India’s healthcare industry has been growing at a compound annual growth rate of around 22% since 2016 and is expected to reach USD 372 billion in 2022, according to a Niti Aayog report released on Tuesday.
Healthcare has become one of the largest sectors of the Indian economy, in terms of both revenue and employment, the report states.
The report outlines the range of investment opportunities in various segments of India’s healthcare sector, including hospitals, medical devices and equipment, health insurance, telemedicine, home healthcare and medical value travel.
“Several factors are driving the growth of the Indian healthcare sector, including an aging population, a growing middle class, the rising proportion of lifestyle diseases, an increased emphasis on public-private partnerships as well as accelerated adoption of digital technologies. The Covid-19 pandemic has not only presented challenges but also several opportunities for India to grow. All these factors, together make India’s healthcare industry ripe for investment,” wrote NITI Aayog CEO Amitabh Kant in the foreword.
In the first section, this report provides an overview of India’s healthcare sector, including insights about its employment generation potential, the prevailing business and investment climate as well as the overarching policy landscape. The second section highlights the key drivers of growth for the sector and the third elaborates upon the enabling policies and investment opportunities in seven key segments—hospitals and infrastructure, health insurance, pharmaceuticals and biotechnology, medical devices, medical tourism, home healthcare as well as telemedicine and other technology-related health services.
In the hospital segment, the expansion of private players to tier-2 and tier-3 locations, beyond metropolitan cities, offers an attractive investment opportunity. With respect to pharmaceuticals, India can boost domestic manufacturing, supported by recent Government schemes with performance-linked incentives, as part of the Aatmanirbhar Bharat initiative, the report states.
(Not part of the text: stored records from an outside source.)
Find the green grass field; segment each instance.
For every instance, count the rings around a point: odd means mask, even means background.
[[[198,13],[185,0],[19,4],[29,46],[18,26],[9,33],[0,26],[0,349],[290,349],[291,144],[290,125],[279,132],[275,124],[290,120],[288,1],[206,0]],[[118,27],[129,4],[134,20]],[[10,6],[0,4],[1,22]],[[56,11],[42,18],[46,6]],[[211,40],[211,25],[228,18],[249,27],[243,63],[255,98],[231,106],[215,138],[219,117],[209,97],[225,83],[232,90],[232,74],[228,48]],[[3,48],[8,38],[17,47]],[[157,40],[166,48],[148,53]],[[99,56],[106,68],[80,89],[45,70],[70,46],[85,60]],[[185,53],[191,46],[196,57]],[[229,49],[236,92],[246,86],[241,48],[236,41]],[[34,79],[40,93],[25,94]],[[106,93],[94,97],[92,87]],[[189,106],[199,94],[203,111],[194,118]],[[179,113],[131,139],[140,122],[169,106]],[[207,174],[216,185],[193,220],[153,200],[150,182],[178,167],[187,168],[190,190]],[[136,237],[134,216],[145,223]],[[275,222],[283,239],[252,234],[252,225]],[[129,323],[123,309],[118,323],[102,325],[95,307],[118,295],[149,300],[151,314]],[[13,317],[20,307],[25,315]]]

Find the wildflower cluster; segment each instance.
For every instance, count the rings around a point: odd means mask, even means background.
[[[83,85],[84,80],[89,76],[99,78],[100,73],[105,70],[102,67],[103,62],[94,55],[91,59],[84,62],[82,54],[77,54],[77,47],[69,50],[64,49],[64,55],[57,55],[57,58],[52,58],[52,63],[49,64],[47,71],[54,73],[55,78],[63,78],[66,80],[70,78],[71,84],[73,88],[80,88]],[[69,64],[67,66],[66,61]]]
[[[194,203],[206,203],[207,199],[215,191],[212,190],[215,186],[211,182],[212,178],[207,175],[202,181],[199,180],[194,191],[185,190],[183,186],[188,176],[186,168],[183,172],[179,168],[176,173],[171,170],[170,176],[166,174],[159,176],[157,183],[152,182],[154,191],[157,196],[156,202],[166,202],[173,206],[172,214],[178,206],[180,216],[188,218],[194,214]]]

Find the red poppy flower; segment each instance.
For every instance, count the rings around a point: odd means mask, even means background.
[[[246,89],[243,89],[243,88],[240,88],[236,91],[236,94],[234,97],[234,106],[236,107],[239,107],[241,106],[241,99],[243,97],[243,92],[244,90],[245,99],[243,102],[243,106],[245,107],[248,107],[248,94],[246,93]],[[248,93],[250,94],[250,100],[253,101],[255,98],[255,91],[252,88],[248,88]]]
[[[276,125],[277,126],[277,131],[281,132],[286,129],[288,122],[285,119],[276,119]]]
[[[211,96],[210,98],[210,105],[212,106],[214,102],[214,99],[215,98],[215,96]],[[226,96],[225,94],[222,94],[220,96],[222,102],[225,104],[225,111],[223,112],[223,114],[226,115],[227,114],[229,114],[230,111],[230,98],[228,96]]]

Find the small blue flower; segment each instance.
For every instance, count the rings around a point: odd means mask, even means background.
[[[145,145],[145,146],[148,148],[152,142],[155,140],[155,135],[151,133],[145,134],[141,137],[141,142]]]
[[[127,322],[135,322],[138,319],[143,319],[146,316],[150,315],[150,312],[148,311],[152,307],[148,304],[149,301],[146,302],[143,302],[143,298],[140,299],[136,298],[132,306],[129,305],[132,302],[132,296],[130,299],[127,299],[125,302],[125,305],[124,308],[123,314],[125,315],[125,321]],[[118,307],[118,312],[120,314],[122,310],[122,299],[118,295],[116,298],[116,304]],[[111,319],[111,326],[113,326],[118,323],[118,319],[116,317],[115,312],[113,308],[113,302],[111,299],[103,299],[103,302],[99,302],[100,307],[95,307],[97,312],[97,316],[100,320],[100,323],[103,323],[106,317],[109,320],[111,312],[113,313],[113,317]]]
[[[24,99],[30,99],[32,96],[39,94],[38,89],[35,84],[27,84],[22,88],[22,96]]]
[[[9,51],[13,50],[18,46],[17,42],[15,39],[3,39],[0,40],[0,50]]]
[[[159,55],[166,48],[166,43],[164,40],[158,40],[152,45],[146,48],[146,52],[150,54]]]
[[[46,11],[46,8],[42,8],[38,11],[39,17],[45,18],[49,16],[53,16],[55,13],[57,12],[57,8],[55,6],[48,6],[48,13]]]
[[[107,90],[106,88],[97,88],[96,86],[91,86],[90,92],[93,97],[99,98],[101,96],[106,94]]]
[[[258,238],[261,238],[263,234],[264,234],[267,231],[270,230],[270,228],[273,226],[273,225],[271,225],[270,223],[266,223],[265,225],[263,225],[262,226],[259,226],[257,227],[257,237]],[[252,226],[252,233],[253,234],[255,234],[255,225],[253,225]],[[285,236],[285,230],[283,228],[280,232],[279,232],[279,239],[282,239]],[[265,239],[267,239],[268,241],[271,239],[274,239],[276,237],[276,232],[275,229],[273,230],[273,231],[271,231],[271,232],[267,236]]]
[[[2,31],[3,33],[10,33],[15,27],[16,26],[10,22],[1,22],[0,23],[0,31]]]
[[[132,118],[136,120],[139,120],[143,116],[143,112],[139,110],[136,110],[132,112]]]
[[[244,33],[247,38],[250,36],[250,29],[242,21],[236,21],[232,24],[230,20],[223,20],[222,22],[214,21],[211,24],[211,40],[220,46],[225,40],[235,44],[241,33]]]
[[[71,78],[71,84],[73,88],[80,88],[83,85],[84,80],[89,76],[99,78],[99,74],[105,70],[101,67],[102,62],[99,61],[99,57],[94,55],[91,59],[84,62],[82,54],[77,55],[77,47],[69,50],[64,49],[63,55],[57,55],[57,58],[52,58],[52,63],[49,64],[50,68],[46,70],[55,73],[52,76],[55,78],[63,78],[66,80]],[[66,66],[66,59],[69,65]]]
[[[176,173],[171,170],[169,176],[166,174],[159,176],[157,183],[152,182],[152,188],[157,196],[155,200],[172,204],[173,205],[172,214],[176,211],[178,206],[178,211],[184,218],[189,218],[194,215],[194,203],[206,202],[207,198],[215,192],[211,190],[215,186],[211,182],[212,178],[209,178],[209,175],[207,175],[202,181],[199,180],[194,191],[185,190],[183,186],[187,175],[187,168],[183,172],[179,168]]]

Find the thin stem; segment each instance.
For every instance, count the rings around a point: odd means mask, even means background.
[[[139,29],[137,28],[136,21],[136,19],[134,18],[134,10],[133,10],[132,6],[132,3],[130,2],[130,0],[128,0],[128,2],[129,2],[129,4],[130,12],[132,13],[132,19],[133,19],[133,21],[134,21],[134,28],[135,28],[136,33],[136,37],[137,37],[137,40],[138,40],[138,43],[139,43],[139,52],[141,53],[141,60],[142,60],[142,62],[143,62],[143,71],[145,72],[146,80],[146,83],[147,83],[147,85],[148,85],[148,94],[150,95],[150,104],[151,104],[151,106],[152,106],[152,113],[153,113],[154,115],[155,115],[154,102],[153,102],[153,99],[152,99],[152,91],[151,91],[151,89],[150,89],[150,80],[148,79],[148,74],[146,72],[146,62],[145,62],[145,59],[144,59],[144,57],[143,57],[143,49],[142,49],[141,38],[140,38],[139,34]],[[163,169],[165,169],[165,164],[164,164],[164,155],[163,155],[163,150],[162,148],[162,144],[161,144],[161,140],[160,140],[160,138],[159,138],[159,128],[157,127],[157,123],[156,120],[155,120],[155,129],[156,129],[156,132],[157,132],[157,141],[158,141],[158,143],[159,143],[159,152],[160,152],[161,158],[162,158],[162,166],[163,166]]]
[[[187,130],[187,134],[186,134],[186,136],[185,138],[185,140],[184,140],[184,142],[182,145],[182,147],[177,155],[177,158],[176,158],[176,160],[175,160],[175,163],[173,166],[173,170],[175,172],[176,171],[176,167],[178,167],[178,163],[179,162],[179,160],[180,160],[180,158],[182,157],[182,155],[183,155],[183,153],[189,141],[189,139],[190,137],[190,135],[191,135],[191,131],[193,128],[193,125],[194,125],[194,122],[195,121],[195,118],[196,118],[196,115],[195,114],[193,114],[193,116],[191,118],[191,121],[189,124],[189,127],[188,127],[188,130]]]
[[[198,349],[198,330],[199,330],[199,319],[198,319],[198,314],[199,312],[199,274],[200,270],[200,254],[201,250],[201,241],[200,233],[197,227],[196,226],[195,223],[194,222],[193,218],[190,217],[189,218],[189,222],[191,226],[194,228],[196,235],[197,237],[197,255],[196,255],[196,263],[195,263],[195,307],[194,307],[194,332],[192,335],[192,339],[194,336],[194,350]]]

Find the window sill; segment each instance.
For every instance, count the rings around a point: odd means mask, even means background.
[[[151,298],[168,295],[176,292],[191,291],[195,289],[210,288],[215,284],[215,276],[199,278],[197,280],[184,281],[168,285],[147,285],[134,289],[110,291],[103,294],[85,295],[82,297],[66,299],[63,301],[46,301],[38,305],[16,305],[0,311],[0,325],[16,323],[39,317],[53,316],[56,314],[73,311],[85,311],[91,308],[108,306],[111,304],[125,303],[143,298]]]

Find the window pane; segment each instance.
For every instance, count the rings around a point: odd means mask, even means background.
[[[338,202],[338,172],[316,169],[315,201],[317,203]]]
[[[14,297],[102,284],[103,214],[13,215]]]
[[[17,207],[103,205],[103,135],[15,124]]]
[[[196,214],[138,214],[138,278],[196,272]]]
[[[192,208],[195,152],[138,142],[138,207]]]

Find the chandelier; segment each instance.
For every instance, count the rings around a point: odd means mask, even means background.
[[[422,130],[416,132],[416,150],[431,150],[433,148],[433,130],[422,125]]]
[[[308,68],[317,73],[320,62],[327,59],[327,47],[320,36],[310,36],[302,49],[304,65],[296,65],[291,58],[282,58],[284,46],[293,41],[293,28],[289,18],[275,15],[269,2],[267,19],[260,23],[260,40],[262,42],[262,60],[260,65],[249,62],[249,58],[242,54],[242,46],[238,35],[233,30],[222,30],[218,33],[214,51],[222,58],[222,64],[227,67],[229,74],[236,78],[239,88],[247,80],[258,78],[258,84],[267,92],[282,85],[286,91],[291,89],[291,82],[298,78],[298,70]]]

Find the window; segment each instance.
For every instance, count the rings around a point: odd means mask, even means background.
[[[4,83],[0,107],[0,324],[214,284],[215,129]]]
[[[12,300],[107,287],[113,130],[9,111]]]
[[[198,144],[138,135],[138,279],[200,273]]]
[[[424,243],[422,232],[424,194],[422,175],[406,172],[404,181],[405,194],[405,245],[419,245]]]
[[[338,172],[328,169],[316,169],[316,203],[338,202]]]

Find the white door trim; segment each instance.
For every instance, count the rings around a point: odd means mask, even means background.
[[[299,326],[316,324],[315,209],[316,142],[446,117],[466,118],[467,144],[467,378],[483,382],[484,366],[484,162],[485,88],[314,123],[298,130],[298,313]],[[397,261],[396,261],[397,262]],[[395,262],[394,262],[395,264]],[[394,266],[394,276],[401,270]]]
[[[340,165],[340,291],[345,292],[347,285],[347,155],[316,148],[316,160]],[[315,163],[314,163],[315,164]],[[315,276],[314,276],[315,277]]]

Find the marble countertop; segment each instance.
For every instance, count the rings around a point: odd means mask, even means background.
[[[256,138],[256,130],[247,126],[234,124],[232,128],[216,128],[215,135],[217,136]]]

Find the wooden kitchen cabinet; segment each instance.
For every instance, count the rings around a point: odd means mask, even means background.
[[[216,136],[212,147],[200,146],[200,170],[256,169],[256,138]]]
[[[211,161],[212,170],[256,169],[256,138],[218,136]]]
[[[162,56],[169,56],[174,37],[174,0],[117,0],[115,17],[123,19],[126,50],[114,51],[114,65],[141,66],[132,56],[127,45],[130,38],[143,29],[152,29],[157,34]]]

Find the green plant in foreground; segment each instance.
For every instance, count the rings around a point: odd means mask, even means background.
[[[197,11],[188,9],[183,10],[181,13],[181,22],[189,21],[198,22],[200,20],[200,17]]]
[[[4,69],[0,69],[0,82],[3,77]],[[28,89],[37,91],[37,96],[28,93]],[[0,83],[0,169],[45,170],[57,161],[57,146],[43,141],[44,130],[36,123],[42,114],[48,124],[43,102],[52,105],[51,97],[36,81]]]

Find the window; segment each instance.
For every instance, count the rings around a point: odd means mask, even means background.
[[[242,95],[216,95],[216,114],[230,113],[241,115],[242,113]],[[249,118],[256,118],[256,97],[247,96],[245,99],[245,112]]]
In the medical devices and equipment segment, expansion of diagnostic and pathology centres as well as miniaturized diagnostics have high potential for growth. Further, medical value travel, especially wellness tourism, has bright prospects, given India’s inherent strengths in alternative systems of medicine. Technology advancements such as Artificial Intelligence (AI), wearables and other mobile technologies, along with Internet of Things, also offer numerous avenues for investment, the report adds.